The TRAM flap technique keeps the blood vessels connected and sacrifices the rectus muscle in order to preserve the blood supply to the flap.
This type of reconstruction is most commonly employed in settings such as a community hospital. As resources for microsurgical reconstruction may not be readily available.
Tissue based breast reconstruction specific complications include flap necrosis or failure and donor site complications.
Hospital stay may range from 4 to 7 days with a recovery period of approximately 6 to 8 weeks. An abdominal binder is used during the postoperative period. Drains are placed in the breast and the abdomen and usually are removed within 2 to 3 weeks.
While recovery time can be quite significant in the short term, in the long term, satisfaction can be quite high, especially in patients who have had breast radiation. Patients with a history of breast radiation are at an increased risk for implant-related complications, therefore tissue-based reconstruction is recommended.
In the two-stage approach, the tissue expander, as seen above, is placed under or above the pectoralis muscle (prepectoral). Cadaveric skin is used to wrap or secure the expander under the muscle. As seen below, a prepectoral reconstruction with coverage of an expander with the cadaveric skin is demonstrated.
Over several weeks, the expander is
slowly filled with saline until the final desired volume is reached. Approximately six weeks after the final expansion (six months if treated with radiation), the exchange is performed with the placement of the final implant.
Recovery after the initial surgery is approximately 4-6 weeks. Drains are placed and usually removed between 2 to 3 weeks after surgery.

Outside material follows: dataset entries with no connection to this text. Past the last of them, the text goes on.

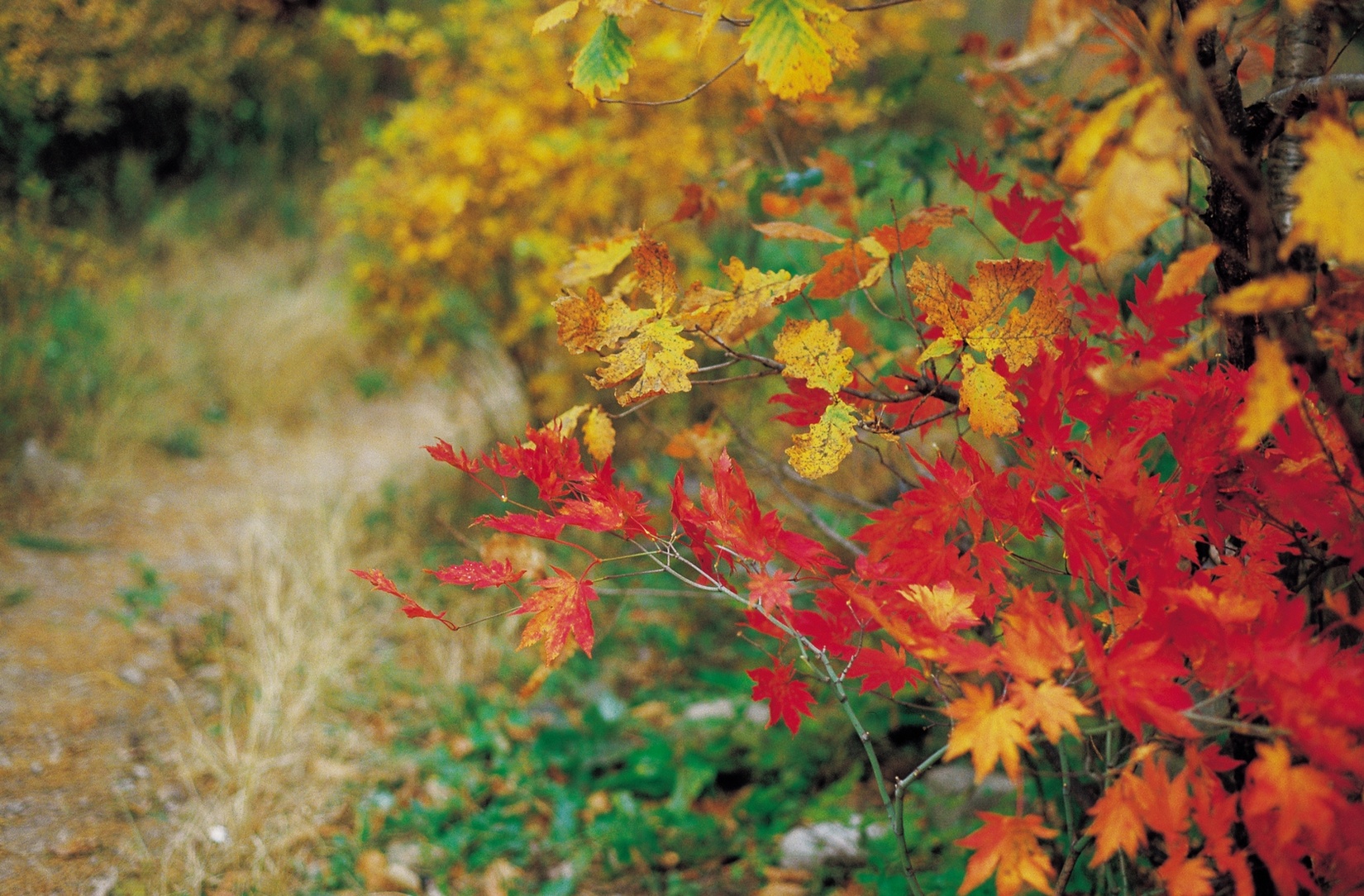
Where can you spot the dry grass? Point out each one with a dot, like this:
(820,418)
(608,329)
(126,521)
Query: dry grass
(255,795)
(260,333)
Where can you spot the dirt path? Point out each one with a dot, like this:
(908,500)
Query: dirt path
(89,787)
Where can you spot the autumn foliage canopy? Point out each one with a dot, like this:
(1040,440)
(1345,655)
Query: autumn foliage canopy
(1116,527)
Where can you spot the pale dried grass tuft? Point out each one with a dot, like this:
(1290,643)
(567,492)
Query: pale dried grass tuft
(255,795)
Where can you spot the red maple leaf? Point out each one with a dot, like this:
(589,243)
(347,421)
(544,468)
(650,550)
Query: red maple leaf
(413,608)
(537,527)
(806,404)
(1028,218)
(444,451)
(885,665)
(479,574)
(787,698)
(560,610)
(973,172)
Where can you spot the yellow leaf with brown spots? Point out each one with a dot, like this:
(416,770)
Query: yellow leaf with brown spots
(818,451)
(814,352)
(1267,394)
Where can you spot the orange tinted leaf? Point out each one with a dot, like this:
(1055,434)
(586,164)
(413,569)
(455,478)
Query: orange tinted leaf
(794,231)
(1332,194)
(988,732)
(1269,393)
(1118,820)
(560,611)
(843,270)
(1187,270)
(1049,705)
(1267,293)
(1009,849)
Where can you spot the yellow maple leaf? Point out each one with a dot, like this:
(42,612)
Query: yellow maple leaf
(599,434)
(822,449)
(1332,193)
(1131,195)
(1049,705)
(592,323)
(814,352)
(1267,293)
(942,606)
(1269,393)
(986,396)
(988,732)
(656,355)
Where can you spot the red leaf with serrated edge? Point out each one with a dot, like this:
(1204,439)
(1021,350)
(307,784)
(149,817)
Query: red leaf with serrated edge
(592,514)
(413,608)
(1135,682)
(560,610)
(537,527)
(787,698)
(1068,237)
(479,574)
(1030,218)
(973,172)
(806,404)
(885,665)
(444,451)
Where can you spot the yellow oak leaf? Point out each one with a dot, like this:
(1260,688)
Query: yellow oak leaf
(656,272)
(592,323)
(988,732)
(942,606)
(1267,293)
(556,17)
(596,260)
(986,396)
(1332,193)
(794,44)
(599,434)
(814,352)
(1269,393)
(656,355)
(1009,849)
(818,451)
(1187,270)
(1049,705)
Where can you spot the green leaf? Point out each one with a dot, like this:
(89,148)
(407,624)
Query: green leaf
(790,42)
(603,63)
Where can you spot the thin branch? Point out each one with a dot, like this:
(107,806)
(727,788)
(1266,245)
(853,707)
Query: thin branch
(682,98)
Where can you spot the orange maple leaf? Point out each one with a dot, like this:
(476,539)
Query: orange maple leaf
(1009,849)
(560,610)
(1051,705)
(988,732)
(1118,818)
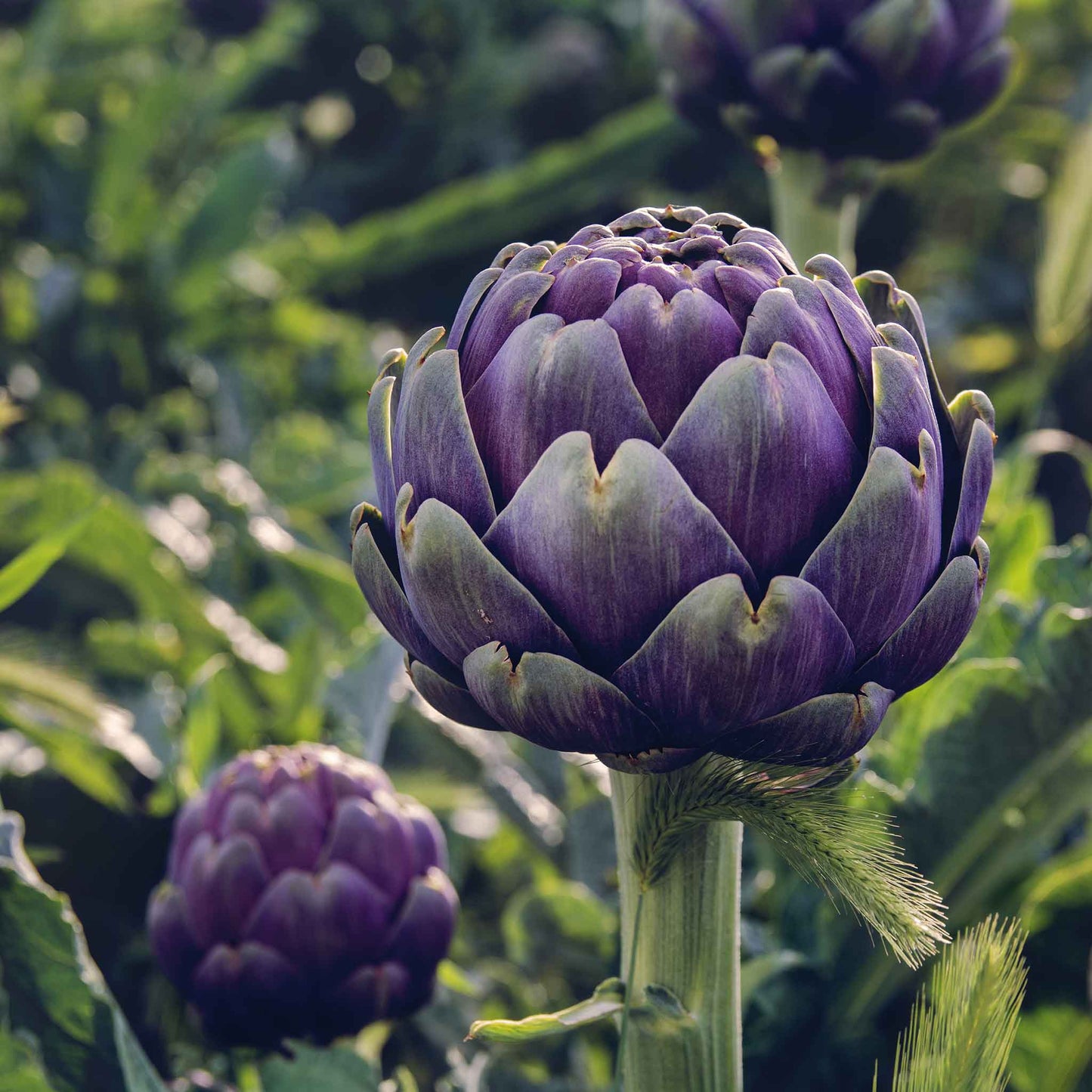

Oncoplastic Breast Reconstruction
- The concept of oncoplastic breast reconstruction is to reshape the breast after lumpectomy that would otherwise cause a significant deformity if this technique is not employed. On the left diagram, the various techniques of soft tissue rearrangement are demonstrated.
- Candidates are patients with large breasts and with tumors that do not encompass a large portion of the breast.
- Symmetry is achieved with contralateral reduction and/or lift.
- Recovery is almost identical to a breast reduction with a return to regular activities between 4 to 6 weeks.
- Most patients take 1 to 2 weeks off of work.
- Recovery is similar to breast reduction surgery.
- Approximately 6 weeks after surgery, radiation therapy, if indicated, is initiated.